Sleep and day-to-day PTSD symptom variability: an ecological momentary assessment and actigraphy monitored study in trauma-exposed young adults.

BACKGROUND: Disrupted sleep and post-traumatic stress disorder (PTSD) are bi-directionally linked and have been found to mutually reinforce each other on a day-to-day basis. However, most of the previous research has focused on subjective measures of sleep only. OBJECTIVE: Here, we investigated the temporal relationship between sleep and PTSD symptoms using both subjective (sleep diary) and objective measures of sleep (actigraphy). METHODS: Forty-one non-treatment seeking, trauma exposed young adults (age M = 24.68, SD = 8.15) with a range of PTSD symptom severities (PTSS, 0-53 on PCL-5) were recruited. Participants completed two surveys per day over four weeks to measure day-time PTSD symptoms (i.e. PTSS and number of intrusions) and night-time sleep subjectively, while wearing an actigraphy watch to measure sleep objectively. RESULTS: Linear mixed models revealed that subjectively reported sleep disruptions were associated with elevated next-day PTSS and increasing number of intrusive memories both within and between participants. Similar results were found for daytime PTSD symptoms on night-time sleep. However, these associations were not found using objective sleep data. Exploratory moderator analyses including sex (male vs. female) found that these associations differed in strength between sexes but were generally in the same direction. DISCUSSION: These results were in line with our hypothesis with regards to the sleep diary (subjective sleep), but not actigraphy (objective sleep).
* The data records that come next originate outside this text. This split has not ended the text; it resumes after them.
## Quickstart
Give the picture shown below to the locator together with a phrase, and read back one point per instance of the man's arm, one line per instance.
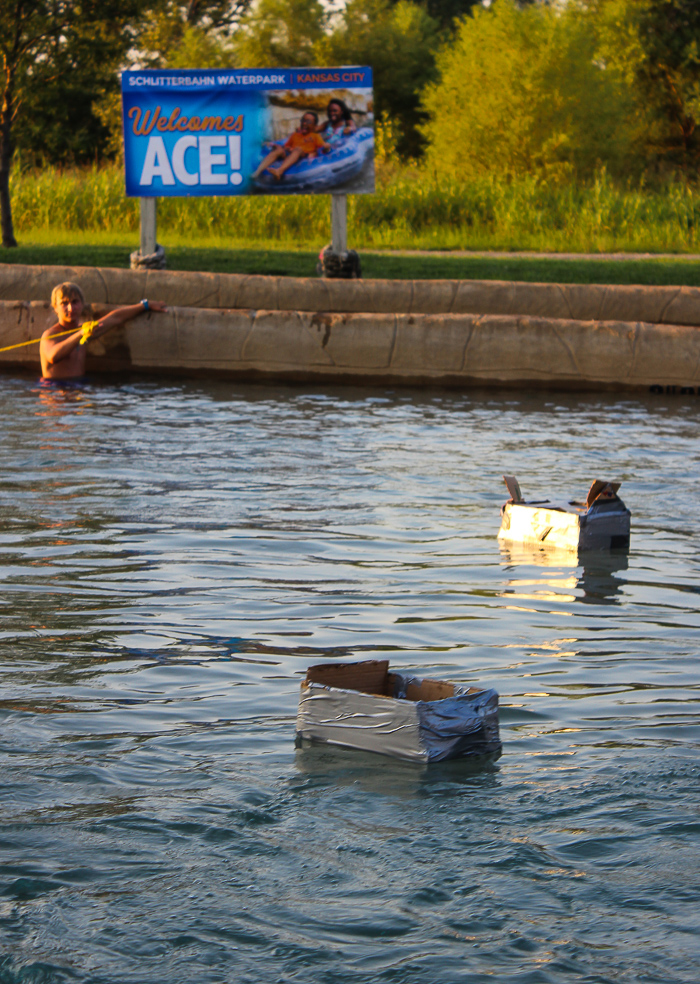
(122, 315)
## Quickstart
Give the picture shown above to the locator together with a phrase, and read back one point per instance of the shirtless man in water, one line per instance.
(64, 357)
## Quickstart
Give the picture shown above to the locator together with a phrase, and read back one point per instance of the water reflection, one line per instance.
(596, 584)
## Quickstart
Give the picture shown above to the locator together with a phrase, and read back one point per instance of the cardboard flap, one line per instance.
(430, 690)
(369, 676)
(513, 487)
(602, 489)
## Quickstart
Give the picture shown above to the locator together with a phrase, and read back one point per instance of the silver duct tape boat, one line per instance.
(365, 706)
(602, 522)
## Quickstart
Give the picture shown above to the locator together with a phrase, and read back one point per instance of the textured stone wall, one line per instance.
(656, 305)
(447, 349)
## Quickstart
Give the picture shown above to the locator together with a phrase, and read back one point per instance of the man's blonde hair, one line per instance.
(67, 290)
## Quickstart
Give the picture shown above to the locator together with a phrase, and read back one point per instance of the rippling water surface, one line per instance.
(174, 555)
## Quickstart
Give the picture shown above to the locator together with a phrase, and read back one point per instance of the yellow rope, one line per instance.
(87, 330)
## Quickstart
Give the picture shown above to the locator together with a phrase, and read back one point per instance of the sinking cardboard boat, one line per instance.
(365, 706)
(601, 523)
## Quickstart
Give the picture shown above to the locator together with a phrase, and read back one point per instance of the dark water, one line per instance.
(173, 557)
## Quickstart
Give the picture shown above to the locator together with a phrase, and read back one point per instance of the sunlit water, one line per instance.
(174, 555)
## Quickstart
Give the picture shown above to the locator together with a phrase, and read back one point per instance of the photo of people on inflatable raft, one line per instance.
(317, 154)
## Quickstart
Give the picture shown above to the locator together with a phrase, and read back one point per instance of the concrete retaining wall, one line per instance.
(655, 305)
(445, 349)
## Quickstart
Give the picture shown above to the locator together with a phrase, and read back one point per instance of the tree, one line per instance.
(58, 56)
(668, 74)
(446, 12)
(278, 33)
(400, 42)
(522, 90)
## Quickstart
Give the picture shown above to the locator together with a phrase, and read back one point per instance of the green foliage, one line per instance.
(522, 91)
(280, 33)
(399, 41)
(445, 12)
(656, 45)
(413, 208)
(75, 69)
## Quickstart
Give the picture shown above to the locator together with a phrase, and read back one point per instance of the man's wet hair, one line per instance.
(66, 290)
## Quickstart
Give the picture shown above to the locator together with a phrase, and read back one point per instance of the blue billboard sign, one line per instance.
(248, 131)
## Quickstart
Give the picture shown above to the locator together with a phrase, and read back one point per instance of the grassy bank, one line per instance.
(302, 263)
(411, 210)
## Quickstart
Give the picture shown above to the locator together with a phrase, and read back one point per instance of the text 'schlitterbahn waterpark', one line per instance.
(268, 132)
(350, 392)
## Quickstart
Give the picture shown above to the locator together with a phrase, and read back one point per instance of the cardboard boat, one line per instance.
(342, 162)
(602, 522)
(365, 706)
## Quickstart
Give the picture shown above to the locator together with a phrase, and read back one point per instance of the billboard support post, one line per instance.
(148, 226)
(339, 223)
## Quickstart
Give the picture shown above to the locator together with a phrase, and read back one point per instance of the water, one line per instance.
(174, 555)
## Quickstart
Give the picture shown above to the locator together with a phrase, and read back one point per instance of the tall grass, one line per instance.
(411, 209)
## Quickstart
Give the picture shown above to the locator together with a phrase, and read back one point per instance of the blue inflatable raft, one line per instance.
(343, 162)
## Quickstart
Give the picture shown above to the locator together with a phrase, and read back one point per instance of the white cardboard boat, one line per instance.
(364, 706)
(602, 522)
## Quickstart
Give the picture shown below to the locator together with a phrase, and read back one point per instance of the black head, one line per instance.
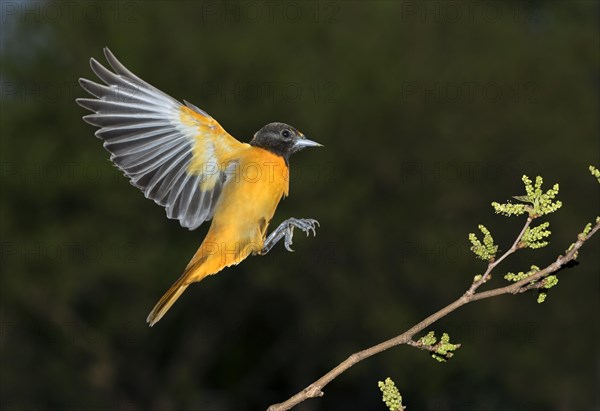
(281, 139)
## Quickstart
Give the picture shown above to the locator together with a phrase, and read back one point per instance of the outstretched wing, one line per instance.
(178, 155)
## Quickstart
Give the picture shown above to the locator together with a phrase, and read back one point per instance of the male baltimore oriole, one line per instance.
(181, 158)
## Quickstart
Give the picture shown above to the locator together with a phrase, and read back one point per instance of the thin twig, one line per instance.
(316, 388)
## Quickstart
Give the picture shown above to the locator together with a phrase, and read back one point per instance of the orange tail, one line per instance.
(194, 272)
(167, 300)
(206, 261)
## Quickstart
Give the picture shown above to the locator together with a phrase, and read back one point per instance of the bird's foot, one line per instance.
(286, 231)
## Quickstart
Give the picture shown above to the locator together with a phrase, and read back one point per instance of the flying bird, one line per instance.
(182, 158)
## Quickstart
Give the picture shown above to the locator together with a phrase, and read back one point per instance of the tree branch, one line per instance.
(316, 388)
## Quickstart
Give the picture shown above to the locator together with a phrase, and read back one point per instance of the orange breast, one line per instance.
(245, 208)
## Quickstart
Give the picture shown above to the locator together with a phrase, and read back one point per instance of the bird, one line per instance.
(181, 157)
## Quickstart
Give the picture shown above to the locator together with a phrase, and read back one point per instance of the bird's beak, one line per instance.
(304, 142)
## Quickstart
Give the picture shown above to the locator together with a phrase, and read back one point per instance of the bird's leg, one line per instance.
(286, 229)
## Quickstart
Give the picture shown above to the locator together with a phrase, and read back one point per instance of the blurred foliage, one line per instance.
(428, 111)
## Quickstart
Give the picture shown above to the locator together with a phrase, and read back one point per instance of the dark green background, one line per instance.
(428, 112)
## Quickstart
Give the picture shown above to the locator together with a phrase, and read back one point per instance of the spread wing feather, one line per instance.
(178, 155)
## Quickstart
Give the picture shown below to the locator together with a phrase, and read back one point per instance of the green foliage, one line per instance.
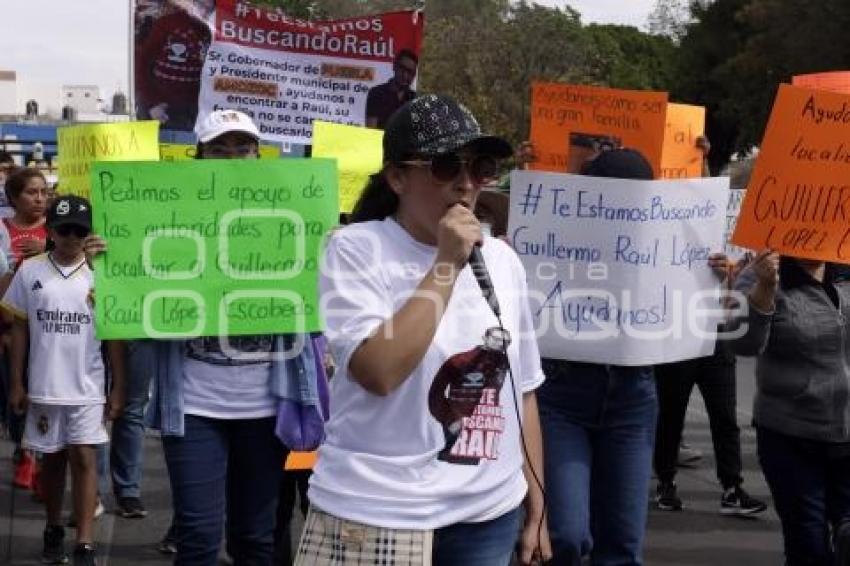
(625, 57)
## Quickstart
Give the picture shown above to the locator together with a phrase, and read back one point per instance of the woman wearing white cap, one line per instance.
(216, 410)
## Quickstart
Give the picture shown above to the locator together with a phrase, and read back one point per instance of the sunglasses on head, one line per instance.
(445, 168)
(66, 230)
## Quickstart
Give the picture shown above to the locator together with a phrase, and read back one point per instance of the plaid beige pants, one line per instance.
(331, 541)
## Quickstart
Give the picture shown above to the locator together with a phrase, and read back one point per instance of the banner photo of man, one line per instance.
(193, 57)
(171, 42)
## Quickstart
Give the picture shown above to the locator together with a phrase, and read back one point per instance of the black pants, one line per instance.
(715, 377)
(810, 485)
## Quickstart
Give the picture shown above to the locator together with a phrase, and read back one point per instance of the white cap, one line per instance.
(221, 122)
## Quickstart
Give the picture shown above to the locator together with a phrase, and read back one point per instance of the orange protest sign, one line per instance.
(798, 198)
(301, 460)
(570, 123)
(835, 81)
(680, 158)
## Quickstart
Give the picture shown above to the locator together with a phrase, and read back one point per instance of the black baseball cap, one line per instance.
(69, 209)
(433, 125)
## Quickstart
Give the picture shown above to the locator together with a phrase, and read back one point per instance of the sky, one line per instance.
(54, 42)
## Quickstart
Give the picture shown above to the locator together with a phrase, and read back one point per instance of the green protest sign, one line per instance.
(210, 247)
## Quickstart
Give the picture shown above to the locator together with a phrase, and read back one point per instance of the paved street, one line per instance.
(697, 536)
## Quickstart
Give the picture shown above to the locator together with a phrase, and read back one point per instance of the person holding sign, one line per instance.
(598, 431)
(65, 375)
(434, 395)
(796, 325)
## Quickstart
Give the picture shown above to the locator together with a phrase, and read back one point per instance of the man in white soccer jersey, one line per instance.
(65, 392)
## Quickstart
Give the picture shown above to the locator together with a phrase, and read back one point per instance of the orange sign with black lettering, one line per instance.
(798, 198)
(572, 123)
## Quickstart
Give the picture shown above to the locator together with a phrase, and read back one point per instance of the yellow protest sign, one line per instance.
(680, 158)
(358, 152)
(572, 123)
(184, 151)
(797, 198)
(80, 146)
(300, 460)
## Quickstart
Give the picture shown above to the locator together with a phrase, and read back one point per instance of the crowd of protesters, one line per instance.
(448, 440)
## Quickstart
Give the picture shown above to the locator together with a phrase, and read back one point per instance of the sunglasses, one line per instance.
(66, 230)
(445, 168)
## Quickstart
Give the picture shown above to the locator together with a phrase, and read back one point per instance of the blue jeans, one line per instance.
(810, 485)
(128, 431)
(598, 431)
(224, 468)
(490, 543)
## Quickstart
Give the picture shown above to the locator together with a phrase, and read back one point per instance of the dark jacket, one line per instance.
(803, 349)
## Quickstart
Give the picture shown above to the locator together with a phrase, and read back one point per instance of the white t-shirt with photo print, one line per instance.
(445, 446)
(65, 361)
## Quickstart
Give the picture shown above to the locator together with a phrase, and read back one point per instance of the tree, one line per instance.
(625, 57)
(489, 60)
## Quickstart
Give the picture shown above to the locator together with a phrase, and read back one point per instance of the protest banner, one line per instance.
(184, 151)
(618, 269)
(680, 157)
(797, 197)
(835, 81)
(358, 153)
(80, 146)
(210, 247)
(282, 71)
(569, 124)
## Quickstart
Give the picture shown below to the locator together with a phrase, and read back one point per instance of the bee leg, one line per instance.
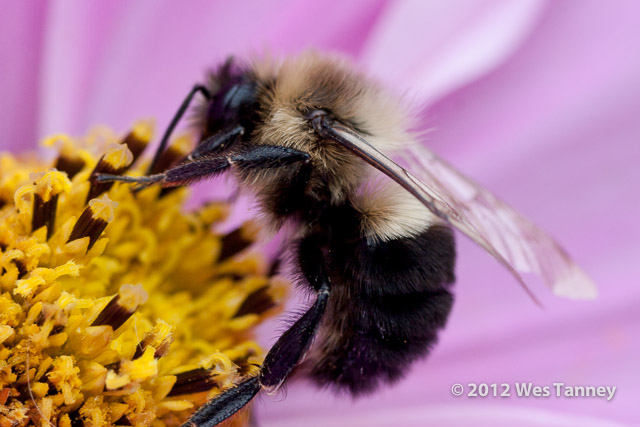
(190, 171)
(285, 355)
(174, 122)
(216, 142)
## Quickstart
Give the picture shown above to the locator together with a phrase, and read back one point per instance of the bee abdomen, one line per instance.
(387, 305)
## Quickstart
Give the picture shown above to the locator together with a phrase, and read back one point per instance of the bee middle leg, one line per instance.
(281, 359)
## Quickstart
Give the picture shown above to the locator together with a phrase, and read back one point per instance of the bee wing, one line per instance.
(508, 236)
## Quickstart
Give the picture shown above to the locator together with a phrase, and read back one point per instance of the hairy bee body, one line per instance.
(305, 135)
(389, 260)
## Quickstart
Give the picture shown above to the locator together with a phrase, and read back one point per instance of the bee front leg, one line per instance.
(190, 171)
(174, 122)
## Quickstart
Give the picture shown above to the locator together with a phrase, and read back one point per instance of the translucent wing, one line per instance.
(508, 236)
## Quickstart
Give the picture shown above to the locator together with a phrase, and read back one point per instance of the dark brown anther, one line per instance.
(115, 161)
(160, 338)
(121, 307)
(113, 314)
(257, 302)
(44, 213)
(68, 164)
(93, 220)
(22, 268)
(168, 158)
(194, 381)
(138, 139)
(238, 240)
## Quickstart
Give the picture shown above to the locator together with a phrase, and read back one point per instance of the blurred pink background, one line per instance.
(539, 101)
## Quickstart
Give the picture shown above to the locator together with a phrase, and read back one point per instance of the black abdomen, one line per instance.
(387, 303)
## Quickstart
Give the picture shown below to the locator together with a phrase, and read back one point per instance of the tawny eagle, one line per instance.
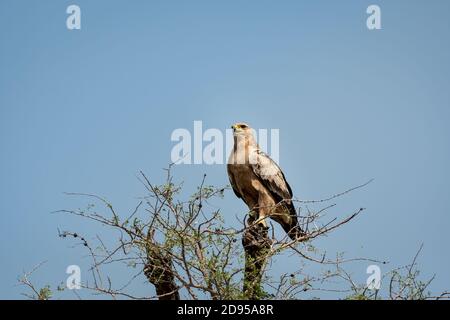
(260, 183)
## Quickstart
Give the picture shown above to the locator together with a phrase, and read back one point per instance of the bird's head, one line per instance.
(241, 129)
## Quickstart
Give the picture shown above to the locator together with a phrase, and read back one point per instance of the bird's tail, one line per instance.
(293, 229)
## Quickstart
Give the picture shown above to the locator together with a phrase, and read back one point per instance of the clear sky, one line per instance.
(85, 110)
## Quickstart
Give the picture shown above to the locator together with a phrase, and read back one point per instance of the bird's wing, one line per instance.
(271, 175)
(232, 180)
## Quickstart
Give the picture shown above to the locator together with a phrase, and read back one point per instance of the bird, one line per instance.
(259, 182)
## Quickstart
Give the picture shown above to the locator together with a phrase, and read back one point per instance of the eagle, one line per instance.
(260, 183)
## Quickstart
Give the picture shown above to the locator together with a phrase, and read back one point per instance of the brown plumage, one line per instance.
(260, 183)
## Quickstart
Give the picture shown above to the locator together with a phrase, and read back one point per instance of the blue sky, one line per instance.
(85, 110)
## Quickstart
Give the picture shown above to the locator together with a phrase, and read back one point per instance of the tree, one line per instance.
(186, 250)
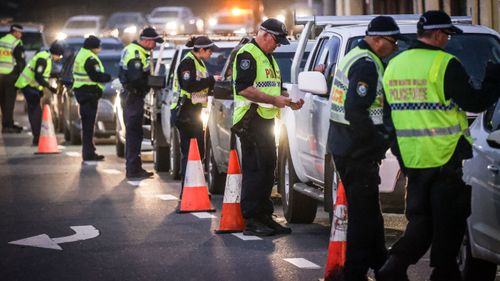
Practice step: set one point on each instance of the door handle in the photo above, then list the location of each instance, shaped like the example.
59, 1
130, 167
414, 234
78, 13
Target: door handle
493, 169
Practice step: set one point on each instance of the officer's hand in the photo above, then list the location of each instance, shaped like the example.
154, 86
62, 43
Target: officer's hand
281, 101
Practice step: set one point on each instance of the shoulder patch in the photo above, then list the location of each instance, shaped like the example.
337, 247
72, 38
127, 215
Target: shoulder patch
362, 89
245, 64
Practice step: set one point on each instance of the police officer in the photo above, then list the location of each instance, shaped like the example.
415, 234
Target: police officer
32, 81
11, 64
89, 78
358, 142
258, 96
195, 83
134, 70
428, 92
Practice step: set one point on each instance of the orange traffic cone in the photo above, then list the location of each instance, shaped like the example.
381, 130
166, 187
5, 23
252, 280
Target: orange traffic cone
47, 142
195, 192
337, 247
231, 219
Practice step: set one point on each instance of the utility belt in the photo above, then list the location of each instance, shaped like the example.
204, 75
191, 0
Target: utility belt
242, 128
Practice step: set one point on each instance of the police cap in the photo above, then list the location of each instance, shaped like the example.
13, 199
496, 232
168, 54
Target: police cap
433, 20
276, 28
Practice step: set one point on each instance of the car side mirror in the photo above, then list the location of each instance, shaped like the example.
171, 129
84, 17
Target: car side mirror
313, 82
493, 139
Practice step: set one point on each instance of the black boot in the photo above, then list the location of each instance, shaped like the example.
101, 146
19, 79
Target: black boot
394, 269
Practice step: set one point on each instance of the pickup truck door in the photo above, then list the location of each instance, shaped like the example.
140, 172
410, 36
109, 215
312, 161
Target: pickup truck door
313, 118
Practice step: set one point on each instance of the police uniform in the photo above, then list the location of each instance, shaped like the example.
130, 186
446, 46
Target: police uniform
194, 83
427, 91
32, 80
254, 68
89, 78
11, 64
134, 70
358, 142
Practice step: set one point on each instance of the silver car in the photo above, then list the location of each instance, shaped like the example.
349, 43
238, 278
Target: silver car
480, 251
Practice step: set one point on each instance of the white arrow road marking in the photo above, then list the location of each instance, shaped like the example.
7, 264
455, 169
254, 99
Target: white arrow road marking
246, 237
82, 232
167, 197
203, 215
302, 263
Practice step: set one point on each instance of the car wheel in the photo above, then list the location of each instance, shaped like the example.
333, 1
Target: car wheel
472, 268
216, 181
297, 207
175, 154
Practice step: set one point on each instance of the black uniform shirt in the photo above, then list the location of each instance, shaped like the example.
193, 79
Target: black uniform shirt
361, 139
458, 88
186, 73
247, 69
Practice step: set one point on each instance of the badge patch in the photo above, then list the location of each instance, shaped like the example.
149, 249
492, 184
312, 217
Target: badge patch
362, 89
245, 64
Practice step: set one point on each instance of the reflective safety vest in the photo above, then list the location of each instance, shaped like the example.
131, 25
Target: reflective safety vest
201, 96
80, 75
7, 45
428, 126
27, 77
267, 80
341, 84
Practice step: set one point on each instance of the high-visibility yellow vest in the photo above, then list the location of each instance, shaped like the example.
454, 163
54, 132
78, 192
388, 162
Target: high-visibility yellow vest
200, 97
80, 75
7, 45
428, 126
27, 77
341, 84
267, 80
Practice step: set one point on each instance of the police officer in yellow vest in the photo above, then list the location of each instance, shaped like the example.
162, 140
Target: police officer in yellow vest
11, 64
32, 81
258, 97
194, 83
89, 77
428, 91
134, 71
358, 142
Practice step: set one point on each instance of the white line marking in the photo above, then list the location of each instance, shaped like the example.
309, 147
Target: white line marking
302, 263
111, 171
203, 215
246, 237
167, 197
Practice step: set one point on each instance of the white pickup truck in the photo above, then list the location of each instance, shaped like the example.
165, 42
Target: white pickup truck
302, 156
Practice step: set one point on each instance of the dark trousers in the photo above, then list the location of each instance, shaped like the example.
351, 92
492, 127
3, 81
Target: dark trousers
32, 97
88, 113
7, 98
133, 113
437, 207
365, 228
258, 165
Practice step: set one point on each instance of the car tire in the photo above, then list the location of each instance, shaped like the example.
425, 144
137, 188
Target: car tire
472, 268
216, 181
297, 207
175, 154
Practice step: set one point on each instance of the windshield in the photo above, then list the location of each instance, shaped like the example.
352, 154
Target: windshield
32, 41
81, 24
285, 60
473, 50
165, 14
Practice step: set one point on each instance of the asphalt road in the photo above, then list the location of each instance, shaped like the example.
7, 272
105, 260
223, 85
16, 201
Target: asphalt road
139, 234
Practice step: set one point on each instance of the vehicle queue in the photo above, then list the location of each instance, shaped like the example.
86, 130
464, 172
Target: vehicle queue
259, 96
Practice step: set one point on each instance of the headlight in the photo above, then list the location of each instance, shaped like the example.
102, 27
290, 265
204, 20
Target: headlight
61, 36
171, 25
130, 29
212, 21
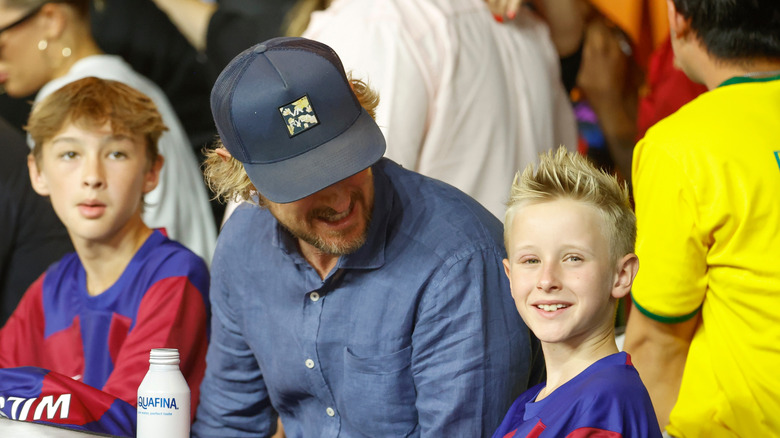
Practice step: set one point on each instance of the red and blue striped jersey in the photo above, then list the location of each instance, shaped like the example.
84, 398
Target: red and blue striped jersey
607, 400
160, 300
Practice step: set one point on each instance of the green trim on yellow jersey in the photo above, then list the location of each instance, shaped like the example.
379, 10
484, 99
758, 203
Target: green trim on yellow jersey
743, 79
664, 319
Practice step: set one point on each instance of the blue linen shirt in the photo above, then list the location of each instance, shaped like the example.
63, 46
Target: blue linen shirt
414, 334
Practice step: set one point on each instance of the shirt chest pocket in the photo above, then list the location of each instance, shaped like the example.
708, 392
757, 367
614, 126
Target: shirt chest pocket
379, 393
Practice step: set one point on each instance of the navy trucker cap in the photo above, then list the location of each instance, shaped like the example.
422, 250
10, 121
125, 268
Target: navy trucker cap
285, 109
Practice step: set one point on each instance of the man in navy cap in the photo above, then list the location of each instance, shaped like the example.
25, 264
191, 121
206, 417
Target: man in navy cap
350, 296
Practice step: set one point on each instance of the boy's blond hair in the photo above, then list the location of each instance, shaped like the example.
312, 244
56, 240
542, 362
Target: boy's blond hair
91, 102
569, 175
228, 179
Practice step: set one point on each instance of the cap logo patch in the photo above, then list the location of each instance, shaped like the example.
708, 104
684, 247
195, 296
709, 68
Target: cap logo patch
299, 116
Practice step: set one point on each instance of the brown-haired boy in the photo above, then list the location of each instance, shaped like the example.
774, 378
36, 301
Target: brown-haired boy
94, 315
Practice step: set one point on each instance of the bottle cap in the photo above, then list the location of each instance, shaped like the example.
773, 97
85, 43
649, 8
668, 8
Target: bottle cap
164, 356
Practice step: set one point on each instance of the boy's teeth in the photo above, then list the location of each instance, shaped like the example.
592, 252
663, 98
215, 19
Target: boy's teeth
550, 307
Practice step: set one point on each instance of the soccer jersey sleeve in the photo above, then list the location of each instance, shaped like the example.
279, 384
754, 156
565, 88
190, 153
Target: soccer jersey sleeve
22, 335
672, 249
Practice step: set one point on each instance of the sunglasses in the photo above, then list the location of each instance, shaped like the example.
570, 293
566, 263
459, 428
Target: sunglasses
23, 18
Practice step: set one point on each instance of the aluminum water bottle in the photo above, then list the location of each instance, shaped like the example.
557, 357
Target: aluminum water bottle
163, 398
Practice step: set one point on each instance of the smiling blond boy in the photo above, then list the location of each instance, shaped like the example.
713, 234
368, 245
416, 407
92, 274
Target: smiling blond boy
569, 235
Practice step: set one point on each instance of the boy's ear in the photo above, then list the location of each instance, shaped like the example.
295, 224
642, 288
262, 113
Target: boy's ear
627, 267
38, 180
223, 153
152, 177
507, 272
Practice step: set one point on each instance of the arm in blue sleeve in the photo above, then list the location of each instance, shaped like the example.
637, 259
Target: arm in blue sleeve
233, 398
471, 351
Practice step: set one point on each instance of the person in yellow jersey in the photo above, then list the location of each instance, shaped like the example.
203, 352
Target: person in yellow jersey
704, 330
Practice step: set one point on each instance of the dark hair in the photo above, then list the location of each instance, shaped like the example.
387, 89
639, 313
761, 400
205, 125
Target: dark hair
81, 6
735, 29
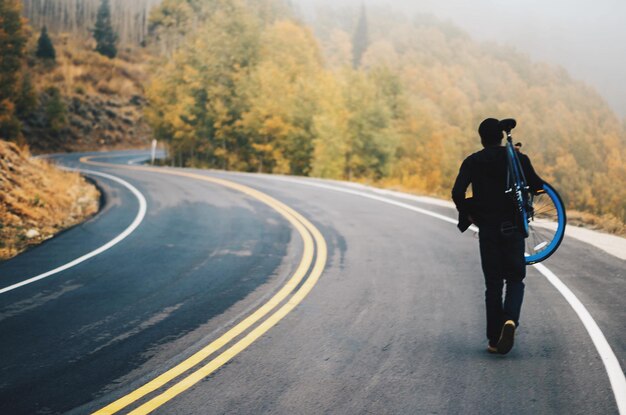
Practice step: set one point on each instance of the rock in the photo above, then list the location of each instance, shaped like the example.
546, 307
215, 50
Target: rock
32, 233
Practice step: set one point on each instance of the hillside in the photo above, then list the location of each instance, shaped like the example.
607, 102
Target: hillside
37, 200
384, 98
101, 99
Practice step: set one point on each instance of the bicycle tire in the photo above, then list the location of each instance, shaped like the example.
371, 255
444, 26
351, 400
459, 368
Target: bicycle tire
546, 226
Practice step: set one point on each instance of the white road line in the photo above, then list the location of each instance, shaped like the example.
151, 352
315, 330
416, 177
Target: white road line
611, 364
138, 219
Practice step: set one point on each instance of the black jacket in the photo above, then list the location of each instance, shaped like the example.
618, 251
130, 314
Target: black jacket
486, 170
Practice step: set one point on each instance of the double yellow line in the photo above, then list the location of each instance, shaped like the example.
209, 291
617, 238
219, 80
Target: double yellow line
200, 365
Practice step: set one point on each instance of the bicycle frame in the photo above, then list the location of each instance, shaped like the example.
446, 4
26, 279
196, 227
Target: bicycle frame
517, 185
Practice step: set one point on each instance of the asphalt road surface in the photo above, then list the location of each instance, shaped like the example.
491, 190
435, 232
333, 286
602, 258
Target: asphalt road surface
224, 300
Several factors which have implications on both PTSD and sleep, such as the COVID-19 pandemic and/ or sleep-state misperception, may be potential reasons behind those discrepancies. However, this study had limited power and needs to be replicated in larger samples. Nonetheless, these results add to the current literature about the bi-directional relationship between sleep and PTSD and have clinical implications for treatment strategies.

Elevated day-time PTSD symptom severity (PTSS) and more frequent intrusive memories were generally associated with subjectively reported disruptions in sleep and vice versa, but not with objective measures of sleep.While longer subjective sleep duration predicted reductions in PTSS and shorter sleep onset latency predicted reduced numbers of intrusions the next day, reduced daytime PTSS was only associated with reductions in distress associated with nightmares during the following night.Exploratory analyses showed that sex (men vs. women) moderated the bi-directional relationships between night-time sleep and day-time PTSD symptoms with longer sleep onset latency and lower sleep efficiency being related to worse PTSD symptoms the next day in women, but was not associated with men.